Chen of Mount Sinai Health System agreed that organs taken from COVID long-term patients perform well on functional tests, but cautioned that recipients need to be aware of the potential risks.

One concern is that transplanted organ recipients are often required to take medication that suppresses the immune system in order to prevent rejection.

Chen stated that COVID can make patients more susceptible to infection and lead to poor healing. "Ethically, it is important to inform the patient about the risks."

Ferrer kept a detailed record of her experience before she died. She wrote "COVID feet" which made her feet so painful that she couldn't walk. Her body began to shake violently from a tremor. All limbs feel pain. Insomnia and despair that are unstoppable

Her heart raced. Her blood sugar levels fluctuated. Worst, she couldn’t think straight.

The hospital believed she would be a good donor.

Guthe, her husband, said that she tried to explain the difference between COVID and 'long haul'. "People get COVID and get better. It affected all systems of her body."

He said that two Californian men suffering from end-stage renal disease were the recipients of her kidneys. Her other organs were not compatible. Guthe warned the hospital that her liver was in serious condition.
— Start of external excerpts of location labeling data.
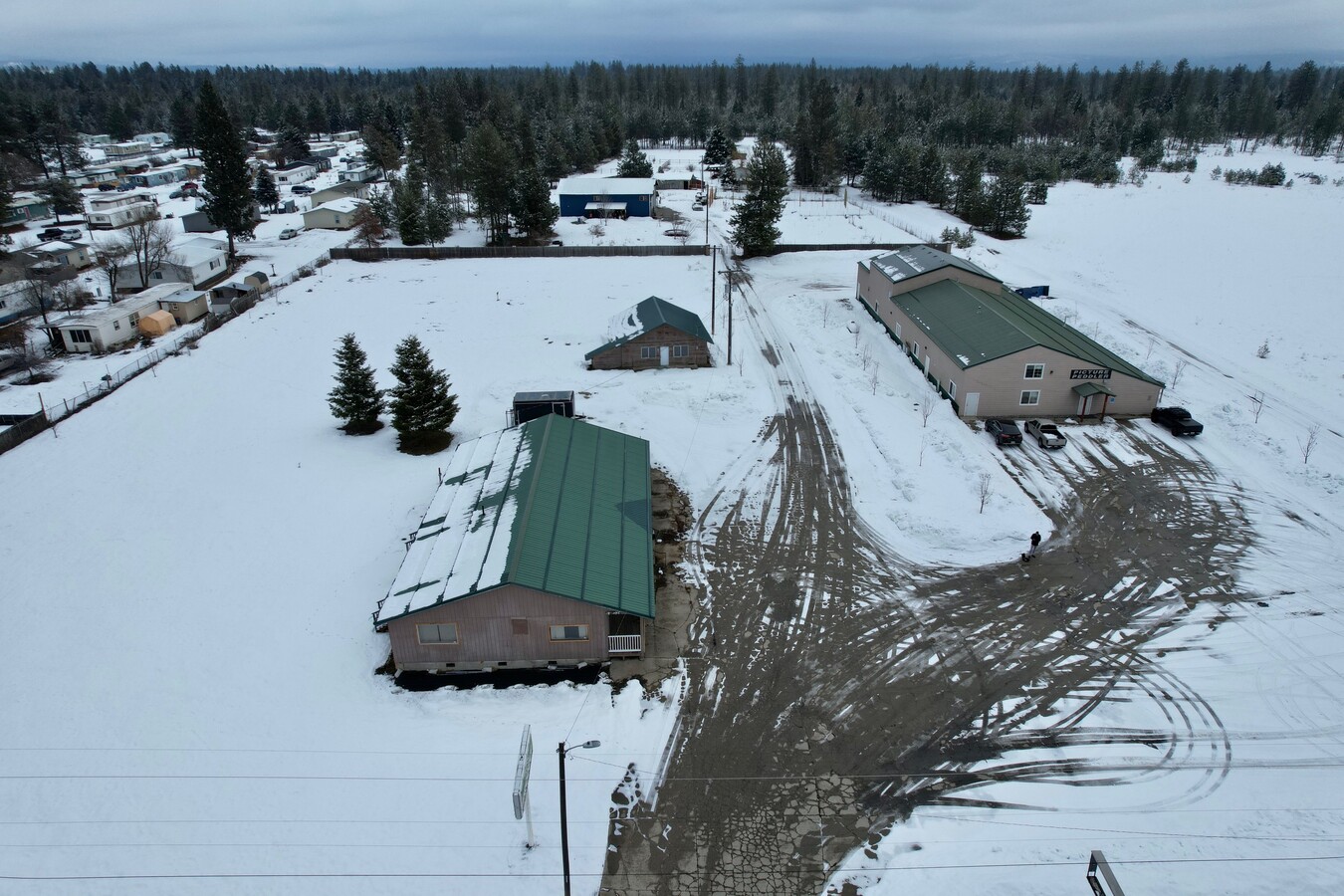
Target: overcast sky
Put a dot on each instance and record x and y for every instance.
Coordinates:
(394, 34)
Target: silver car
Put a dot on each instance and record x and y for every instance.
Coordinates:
(1047, 434)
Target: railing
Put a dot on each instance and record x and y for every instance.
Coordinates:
(625, 644)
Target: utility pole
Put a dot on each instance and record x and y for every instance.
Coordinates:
(564, 823)
(714, 284)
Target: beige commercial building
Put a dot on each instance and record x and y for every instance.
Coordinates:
(991, 350)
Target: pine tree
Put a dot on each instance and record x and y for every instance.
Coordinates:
(768, 184)
(633, 162)
(356, 398)
(409, 211)
(422, 407)
(265, 191)
(533, 207)
(229, 199)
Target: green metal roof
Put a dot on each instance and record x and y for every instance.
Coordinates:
(974, 327)
(913, 261)
(554, 504)
(649, 315)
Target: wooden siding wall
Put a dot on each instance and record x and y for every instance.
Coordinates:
(486, 631)
(628, 356)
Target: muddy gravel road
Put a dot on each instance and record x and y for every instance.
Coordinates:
(835, 687)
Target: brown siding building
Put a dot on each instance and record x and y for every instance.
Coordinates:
(991, 350)
(653, 334)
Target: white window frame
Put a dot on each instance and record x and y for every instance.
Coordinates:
(437, 641)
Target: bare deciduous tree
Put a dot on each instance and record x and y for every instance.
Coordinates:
(1256, 404)
(148, 241)
(1306, 446)
(112, 258)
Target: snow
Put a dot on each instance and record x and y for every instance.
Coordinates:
(188, 666)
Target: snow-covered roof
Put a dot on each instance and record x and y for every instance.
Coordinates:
(606, 185)
(194, 251)
(97, 318)
(344, 206)
(554, 504)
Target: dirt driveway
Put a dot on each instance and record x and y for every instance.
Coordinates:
(835, 687)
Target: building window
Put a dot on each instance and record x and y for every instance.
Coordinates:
(437, 633)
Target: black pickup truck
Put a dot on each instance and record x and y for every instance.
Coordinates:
(1178, 419)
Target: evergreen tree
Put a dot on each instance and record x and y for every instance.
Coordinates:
(421, 403)
(367, 226)
(356, 398)
(409, 211)
(1007, 207)
(718, 149)
(291, 145)
(634, 162)
(265, 191)
(229, 198)
(768, 184)
(181, 121)
(64, 196)
(533, 207)
(437, 219)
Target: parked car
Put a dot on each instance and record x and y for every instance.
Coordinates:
(1176, 419)
(1045, 434)
(1006, 431)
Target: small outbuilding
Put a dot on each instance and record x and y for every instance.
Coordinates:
(537, 551)
(607, 198)
(653, 334)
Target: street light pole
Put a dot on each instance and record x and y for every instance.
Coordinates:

She had been taking large amounts of ivermectin (an anti-parasitic drug, falsely claimed to cure COVID) and a diet that included almost two-thirds of an ounce of olive oil per day.

Guthe, his son, and other family members, found the five-day wait before Ferrer was disconnected from the ventilator at the hospital to be excruciating. Guthe stated that he had promised her he would inform others about the long-term COVID.

He now has another mission.

He said, "Heidi is a very generous person, but she wouldn't have wanted this." "We must create guidelines to determine what is safe and unsafe."